Members of the public paid their respects Tuesday to Britain’s Queen Elizabeth II at St. Giles’ Cathedral in Edinburgh, with many waiting overnight for a final opportunity to file past the queen’s coffin before it is flown to London.
Princess Anne is due to accompany the coffin on the flight back to London later Tuesday.
The queen’s body will be taken to Buckingham Palace first, then transferred in a public procession led by King Charles III to the 11th-century Westminster Hall, where she will lie in state for four days. The hall will be open 23 hours a day for visitors. It will be guarded by soldiers from the royal household.
Tens of thousands of people are expected to travel to Westminster to pay their respects.
A solemn procession
Elizabeth died Thursday at Balmoral Castle in the Scottish Highlands, a place she cherished.
King Charles III, Princess Anne and their siblings Prince Andrew and Prince Edward held a silent vigil Monday in St. Giles’ Cathedral, bowing their heads as they stood at the four sides of their mother’s coffin.
The body was brought to the cathedral in a solemn procession through the streets of Edinburgh, where thousands of people turned out to pay their respects to the late monarch.
After the procession reached St. Giles’ Cathedral, members of the royal family along with political leaders attended a service inside for the queen.
“And so, we gather to bid Scotland’s farewell to our late monarch, whose life of service to the nation and the world we celebrate. And whose love for Scotland was legendary,” the Rev. Calum MacLeod said.
New monarch speaks to Parliament
Earlier Monday, King Charles III spoke to both houses of Parliament in London for the first time as the monarch.
His brief address to approximately 1,000 lawmakers and their guests at London’s Westminster Hall came after the lawmakers offered their condolences on the passing of Queen Elizabeth II during a ceremony filled with pageantry.
Charles said of his mother who served as monarch for 70 years: “She set an example of selfless duty which, with God’s help and your counsels, I resolved faithfully to follow.”
Residents line streets for glimpse, goodbye
The hearse carrying the queen’s body set off on Sunday from Balmoral Castle, the beginning of her long and final journey.

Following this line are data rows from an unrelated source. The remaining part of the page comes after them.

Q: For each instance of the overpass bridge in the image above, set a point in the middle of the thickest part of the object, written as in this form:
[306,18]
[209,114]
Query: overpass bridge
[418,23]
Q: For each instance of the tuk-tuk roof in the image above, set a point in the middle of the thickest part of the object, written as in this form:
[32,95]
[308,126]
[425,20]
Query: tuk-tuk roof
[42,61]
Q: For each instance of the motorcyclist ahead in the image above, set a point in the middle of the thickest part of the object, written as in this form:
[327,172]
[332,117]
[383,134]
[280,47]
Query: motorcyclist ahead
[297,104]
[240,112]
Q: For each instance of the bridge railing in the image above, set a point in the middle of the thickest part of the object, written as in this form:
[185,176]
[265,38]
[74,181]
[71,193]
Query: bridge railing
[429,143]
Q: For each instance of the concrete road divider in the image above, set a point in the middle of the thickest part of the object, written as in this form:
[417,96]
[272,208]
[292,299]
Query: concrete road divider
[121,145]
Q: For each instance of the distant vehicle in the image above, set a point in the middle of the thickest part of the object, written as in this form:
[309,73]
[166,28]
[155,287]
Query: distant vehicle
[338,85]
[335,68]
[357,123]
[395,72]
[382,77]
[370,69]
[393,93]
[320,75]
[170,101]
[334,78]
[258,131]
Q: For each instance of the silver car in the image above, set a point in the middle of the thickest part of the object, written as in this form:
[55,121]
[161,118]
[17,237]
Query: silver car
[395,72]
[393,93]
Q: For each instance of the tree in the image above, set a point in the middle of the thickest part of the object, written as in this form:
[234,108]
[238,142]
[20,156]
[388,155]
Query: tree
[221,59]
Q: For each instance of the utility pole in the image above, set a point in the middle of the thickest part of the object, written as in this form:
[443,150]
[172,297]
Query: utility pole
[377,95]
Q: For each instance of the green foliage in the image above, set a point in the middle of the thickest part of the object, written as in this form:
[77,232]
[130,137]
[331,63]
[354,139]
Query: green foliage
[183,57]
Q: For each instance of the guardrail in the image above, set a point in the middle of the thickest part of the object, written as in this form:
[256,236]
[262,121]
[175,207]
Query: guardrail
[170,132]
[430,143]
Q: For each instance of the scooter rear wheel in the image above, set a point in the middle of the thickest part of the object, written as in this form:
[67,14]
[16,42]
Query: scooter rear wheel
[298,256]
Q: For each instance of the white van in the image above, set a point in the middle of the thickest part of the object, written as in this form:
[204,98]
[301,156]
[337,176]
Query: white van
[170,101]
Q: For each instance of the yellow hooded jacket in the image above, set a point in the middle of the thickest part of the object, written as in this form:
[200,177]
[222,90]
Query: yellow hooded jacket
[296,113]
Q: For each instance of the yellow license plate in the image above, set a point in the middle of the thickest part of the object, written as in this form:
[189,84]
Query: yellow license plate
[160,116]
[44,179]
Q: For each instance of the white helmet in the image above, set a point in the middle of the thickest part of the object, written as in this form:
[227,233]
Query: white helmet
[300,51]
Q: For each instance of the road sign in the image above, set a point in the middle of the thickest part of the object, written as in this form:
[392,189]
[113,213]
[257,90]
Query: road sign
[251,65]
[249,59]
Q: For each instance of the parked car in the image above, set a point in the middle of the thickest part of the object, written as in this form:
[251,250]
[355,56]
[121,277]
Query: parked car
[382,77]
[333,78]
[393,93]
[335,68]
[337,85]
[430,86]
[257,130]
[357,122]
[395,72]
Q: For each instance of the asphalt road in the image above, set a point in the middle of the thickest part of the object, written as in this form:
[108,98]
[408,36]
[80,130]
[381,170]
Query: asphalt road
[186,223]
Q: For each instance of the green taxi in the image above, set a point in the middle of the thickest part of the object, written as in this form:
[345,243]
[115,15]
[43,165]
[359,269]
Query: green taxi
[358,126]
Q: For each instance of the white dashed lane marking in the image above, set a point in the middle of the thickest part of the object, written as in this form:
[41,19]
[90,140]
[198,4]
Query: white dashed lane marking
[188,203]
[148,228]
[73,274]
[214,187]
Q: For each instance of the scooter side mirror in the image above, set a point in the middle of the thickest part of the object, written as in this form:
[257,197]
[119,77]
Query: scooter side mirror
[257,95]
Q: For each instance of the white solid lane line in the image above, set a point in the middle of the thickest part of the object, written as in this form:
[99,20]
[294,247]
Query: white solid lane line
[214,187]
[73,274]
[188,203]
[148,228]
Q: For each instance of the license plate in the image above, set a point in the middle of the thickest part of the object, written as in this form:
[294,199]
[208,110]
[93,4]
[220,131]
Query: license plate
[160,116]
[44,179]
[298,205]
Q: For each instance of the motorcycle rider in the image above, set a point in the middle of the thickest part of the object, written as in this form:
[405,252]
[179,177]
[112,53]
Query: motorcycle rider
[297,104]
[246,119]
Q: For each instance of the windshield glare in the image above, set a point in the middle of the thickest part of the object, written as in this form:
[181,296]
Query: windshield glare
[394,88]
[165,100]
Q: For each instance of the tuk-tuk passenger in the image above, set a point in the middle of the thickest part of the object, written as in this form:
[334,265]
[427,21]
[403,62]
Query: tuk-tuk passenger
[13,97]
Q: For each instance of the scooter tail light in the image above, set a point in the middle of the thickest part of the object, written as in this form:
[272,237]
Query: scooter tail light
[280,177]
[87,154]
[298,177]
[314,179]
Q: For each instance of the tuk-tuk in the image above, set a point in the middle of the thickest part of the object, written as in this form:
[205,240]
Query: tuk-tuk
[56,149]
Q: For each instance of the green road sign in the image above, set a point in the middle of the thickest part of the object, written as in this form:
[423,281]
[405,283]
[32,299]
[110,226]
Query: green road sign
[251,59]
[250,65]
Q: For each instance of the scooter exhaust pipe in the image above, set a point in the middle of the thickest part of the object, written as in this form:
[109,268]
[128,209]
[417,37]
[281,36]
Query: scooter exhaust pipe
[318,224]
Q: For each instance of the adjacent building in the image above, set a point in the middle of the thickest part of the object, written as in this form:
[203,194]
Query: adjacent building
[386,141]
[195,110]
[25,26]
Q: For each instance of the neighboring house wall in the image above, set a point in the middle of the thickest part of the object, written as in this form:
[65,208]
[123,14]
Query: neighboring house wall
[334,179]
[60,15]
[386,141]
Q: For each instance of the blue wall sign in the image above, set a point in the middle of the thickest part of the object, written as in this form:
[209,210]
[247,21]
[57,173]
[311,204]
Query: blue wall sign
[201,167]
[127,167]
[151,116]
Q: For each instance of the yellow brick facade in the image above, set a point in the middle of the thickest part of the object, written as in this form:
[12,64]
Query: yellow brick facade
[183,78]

The convoy, which included royal officials and security personnel, tracked slowly through the majestic Scottish hills, a landscape treasured by the late monarch, where she spent her final peaceful weeks of life. In years past, the queen was frequently seen visiting these remote Scottish villages when she resided at Balmoral Castle.

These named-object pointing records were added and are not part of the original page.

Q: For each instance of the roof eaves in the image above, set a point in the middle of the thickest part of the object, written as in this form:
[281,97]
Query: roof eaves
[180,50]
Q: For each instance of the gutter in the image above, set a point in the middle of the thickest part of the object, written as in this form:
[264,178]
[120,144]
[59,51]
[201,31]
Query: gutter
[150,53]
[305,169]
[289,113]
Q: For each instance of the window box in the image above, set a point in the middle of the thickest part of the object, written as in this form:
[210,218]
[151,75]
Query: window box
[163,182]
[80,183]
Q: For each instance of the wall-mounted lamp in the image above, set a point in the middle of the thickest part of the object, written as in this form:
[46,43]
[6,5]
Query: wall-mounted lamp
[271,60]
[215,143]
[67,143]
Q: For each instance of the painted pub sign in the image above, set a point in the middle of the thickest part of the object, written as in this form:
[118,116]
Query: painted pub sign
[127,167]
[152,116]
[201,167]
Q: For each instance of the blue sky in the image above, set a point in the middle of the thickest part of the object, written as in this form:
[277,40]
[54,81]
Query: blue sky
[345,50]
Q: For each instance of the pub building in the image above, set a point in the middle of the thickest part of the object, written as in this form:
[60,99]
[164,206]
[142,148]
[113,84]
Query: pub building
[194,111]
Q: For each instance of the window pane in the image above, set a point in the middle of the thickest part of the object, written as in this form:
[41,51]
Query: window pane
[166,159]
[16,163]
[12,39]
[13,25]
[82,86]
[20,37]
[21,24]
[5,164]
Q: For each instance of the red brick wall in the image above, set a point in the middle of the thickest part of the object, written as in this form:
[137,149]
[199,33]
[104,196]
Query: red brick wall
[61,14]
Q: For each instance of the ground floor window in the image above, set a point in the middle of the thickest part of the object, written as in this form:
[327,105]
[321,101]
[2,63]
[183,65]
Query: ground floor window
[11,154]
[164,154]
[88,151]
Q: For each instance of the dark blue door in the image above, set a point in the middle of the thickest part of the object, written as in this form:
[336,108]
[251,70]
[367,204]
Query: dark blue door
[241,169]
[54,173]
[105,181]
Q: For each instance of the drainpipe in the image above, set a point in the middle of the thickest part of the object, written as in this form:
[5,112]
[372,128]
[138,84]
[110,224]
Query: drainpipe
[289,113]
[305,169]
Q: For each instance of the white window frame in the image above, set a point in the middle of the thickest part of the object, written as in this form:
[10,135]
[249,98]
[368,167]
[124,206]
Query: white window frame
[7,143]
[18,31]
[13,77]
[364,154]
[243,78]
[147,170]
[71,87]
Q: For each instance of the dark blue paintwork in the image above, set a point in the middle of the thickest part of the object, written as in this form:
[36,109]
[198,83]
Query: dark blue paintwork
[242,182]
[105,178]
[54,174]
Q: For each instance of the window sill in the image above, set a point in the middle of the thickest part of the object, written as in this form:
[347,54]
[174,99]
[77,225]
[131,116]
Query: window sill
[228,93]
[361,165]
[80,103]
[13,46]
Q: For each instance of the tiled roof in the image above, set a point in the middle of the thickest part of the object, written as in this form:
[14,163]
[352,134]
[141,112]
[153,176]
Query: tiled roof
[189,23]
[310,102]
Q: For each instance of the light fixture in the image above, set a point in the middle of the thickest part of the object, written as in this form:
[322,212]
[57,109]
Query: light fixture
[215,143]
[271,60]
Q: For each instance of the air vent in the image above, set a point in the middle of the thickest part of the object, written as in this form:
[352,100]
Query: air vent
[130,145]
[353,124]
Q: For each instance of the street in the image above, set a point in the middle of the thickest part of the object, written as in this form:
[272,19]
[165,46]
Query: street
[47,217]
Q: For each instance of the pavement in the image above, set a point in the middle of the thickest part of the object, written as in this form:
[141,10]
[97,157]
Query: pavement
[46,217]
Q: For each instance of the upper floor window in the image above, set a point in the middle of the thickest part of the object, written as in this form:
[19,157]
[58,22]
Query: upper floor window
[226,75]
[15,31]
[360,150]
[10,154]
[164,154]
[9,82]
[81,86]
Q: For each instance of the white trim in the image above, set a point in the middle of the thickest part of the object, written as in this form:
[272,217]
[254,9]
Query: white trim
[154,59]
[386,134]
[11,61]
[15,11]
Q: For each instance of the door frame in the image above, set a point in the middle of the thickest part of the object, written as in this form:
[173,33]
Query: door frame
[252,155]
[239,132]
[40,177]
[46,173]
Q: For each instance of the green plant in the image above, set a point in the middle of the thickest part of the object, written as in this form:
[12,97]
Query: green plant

Residents gathered on the roadside to glimpse her for the last time and to say goodbye.
Some onlookers threw flowers as the hearse passed; many in the crowd shed tears. Gentle ripples of applause followed as the convoy continued southward.
“We’ve known (her) for all our lives. So, it’s been the one constant thing in the whole of our lives — the queen,” said Stephanie Cook, a resident of the village of Ballater, close to Balmoral.
After a six-hour journey, the hearse crossed the River Forth toward Edinburgh.
Fiona Moffat traveled from Glasgow to witness the moment. She fought back tears as she described her emotions.
“A very historic moment. I am quite speechless actually,” Moffat said to The Associated Press. “She was a lovely lady. Great mother, grandmother. She did well. I am very proud of her.”
Elaine Robertson, visiting Edinburgh from her home in Ayr on Scotland’s west coast, was also in tears. “I think it is just important to be here. Just important to say goodbye,” Robertson said. “She has been on the throne for a long time. So, yes, it means a lot.”
The funeral is scheduled for September 19 at Westminster Abbey. The coffin will then be taken to Windsor for the committal service, where the queen’s husband, Prince Philip, was laid to rest in April 2021.
Some information in this report came from The Associated Press and Reuters.